A four-year-old’s home-packed lunch — turkey-and-cheese sandwich, banana, potato chips and apple juice — was rejected by a state lunchbox inspector at a North Carolina elementary school, reports the Carolina Journal. Instead the preschooler ate three chicken nuggets from the school lunch – and nothing else. Mom was charged $1.25.

“What got me so mad is, number one, don’t tell my kid I’m not packing her lunch box properly,” the girl’s mother told CJ. “I pack her lunchbox according to what she eats. It always consists of a fruit. It never consists of a vegetable. She eats vegetables at home because I have to watch her because she doesn’t really care for vegetables.”

The state requires all lunches served in pre-K programs — including in-home day-care centers — to meet U.S. Department of Agriculture guidelines, which call for one serving of meat, one serving of milk, one serving of grain, and two servings of fruit or vegetables.

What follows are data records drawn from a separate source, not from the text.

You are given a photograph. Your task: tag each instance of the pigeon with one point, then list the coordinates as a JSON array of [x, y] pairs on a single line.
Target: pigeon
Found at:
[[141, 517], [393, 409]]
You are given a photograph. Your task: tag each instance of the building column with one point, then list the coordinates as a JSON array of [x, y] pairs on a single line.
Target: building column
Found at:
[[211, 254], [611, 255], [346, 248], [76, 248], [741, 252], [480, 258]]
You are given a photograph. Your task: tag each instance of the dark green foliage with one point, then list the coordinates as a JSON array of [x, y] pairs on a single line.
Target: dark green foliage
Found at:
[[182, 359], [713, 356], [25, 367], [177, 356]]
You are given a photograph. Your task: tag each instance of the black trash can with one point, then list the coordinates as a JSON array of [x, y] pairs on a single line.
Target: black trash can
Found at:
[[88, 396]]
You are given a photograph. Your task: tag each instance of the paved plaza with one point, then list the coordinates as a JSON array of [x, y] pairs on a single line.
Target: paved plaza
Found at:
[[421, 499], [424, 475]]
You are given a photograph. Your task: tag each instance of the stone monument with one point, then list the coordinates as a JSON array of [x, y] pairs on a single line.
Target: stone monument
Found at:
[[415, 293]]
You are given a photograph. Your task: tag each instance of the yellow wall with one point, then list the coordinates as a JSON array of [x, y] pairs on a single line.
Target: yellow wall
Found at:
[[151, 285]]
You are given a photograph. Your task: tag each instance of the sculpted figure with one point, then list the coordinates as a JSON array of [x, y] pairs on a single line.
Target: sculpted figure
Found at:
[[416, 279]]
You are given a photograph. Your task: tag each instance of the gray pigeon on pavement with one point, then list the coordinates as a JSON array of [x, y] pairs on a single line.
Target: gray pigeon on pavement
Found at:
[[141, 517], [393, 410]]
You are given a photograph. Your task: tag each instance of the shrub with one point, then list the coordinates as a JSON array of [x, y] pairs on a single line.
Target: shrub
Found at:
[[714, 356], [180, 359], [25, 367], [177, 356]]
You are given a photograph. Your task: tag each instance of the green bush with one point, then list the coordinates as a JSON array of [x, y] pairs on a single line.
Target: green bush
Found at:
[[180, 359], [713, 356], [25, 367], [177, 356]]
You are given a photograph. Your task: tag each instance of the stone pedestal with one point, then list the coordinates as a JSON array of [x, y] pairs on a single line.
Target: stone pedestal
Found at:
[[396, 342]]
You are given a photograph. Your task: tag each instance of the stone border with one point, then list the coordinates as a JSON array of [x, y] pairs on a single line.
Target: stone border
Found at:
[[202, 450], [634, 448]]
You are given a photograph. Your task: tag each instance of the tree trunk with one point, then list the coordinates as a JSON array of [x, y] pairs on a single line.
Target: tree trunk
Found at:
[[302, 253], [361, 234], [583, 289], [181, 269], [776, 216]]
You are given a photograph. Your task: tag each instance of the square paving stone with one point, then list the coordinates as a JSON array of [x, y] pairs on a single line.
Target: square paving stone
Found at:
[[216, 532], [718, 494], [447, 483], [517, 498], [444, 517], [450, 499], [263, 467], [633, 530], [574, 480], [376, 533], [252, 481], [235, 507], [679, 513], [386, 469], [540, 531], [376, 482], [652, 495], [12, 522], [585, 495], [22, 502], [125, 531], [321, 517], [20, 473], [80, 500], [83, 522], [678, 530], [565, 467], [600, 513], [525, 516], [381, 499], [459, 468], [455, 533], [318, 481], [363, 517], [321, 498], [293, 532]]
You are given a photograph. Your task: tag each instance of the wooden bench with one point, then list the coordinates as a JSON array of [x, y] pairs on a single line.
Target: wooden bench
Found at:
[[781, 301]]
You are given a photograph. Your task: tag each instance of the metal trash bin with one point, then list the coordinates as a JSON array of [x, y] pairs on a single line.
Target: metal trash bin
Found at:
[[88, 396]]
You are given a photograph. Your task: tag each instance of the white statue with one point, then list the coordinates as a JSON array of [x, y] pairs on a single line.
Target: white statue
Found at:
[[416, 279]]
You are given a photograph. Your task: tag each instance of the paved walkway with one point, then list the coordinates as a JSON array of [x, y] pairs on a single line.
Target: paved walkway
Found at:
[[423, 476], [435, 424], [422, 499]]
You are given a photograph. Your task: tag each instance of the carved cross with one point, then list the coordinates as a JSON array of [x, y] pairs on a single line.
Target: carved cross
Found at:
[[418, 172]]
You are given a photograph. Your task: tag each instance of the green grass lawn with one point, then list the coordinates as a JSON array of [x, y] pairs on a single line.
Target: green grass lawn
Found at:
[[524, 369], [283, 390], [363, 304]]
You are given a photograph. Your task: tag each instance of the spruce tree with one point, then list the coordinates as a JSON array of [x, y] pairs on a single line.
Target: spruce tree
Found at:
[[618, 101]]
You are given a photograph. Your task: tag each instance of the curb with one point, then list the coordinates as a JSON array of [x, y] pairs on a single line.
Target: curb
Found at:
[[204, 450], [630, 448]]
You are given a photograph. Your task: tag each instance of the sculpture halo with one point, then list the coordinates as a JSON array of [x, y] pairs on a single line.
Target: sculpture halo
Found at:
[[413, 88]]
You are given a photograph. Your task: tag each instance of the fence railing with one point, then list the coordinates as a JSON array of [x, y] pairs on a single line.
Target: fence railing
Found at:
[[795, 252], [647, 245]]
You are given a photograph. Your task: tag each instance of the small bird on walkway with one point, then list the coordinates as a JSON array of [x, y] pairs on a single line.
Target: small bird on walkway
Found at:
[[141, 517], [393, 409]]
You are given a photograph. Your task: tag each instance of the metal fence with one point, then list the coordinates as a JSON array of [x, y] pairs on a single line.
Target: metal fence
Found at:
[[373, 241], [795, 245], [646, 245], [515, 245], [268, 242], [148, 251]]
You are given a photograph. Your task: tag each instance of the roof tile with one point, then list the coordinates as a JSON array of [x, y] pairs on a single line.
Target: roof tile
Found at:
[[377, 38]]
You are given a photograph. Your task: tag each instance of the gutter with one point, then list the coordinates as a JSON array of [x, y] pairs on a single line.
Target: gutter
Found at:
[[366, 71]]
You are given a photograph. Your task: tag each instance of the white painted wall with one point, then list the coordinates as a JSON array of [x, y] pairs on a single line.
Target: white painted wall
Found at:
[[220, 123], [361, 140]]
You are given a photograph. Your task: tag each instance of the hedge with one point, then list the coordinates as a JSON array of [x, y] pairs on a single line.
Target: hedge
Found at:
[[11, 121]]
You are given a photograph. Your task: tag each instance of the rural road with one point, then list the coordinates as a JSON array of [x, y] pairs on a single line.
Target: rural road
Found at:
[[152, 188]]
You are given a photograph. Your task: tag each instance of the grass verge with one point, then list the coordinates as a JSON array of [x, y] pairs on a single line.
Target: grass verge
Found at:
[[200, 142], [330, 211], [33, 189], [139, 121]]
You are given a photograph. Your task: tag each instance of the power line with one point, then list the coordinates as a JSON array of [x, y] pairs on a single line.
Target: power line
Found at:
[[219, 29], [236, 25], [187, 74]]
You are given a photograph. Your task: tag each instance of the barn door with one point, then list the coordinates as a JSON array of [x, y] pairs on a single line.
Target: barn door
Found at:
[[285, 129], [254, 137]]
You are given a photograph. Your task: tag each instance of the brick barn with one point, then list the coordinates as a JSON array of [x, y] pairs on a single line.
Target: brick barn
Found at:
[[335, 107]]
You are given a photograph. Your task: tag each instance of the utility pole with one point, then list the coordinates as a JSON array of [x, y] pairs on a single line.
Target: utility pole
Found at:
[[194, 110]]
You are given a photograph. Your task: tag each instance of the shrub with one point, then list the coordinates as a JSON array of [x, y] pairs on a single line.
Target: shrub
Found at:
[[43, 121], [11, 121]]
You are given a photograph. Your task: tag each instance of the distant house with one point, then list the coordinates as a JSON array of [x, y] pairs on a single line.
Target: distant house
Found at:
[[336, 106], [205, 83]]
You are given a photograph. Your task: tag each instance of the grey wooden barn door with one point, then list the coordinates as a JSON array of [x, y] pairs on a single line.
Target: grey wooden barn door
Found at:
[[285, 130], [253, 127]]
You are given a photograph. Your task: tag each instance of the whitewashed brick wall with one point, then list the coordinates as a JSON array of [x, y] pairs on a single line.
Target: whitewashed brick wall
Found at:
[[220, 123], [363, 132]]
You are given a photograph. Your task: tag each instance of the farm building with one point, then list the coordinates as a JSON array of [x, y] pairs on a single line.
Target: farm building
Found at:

As it turns out, the lunch did meet USDA guidelines. “With a turkey sandwich, that covers your protein, your grain, and if it had cheese on it, that’s the dairy,” said Jani Kozlowski, the fiscal and statutory policy manager for the division (of child development). The lunch has to include a fruit or vegetable, but not both, she said. Potato chips don’t de-nutritionize an otherwise health lunch.

So North Carolina hires lunchbox inspectors — at what salary I wonder? — to snatch turkey sandwiches from little girls. (OK, they didn’t take her home-packed lunch away, but she didn’t eat it because she’d been told  it was “not healthy,” according to her mother.)

The school principal says parents aren’t charged for the school lunch. The pre-K program is funded by the state for children from low-income families or those with special needs.

It’s a “non-troversy,” argues The League of Ordinary Gentlemen. The inspector was investigating the school’s compliance with the subsidized lunch program, which requires providing additional food to kids who don’t bring a healthy lunch.

A second mother has complained, saying her daughter was told not to eat her home-packed lunch (salami and cheese on a wheat bun and apple juice).  Instead, she ate chicken nuggets, sweet potato and milk. A letter sent to parents warns they may be charged if they miss a food group and their child receives supplemental food.

 

Who pays for job training?

A North Carolina community college recruits, screens and trains new manufacturing workers for Caterpillar, all part of a state incentives package that lured a new factory to an area with high unemployment.

Minnesota has cut career-tech programs for high school students, despite soaring demand.

 

Ohio cuts funds for university remediation

Ohio is cutting funds for remedial classes at state universities.

North Carolina community colleges are backing out of participation in federal student loans, fearing a high default rate will risk future students’ access to Pell Grants.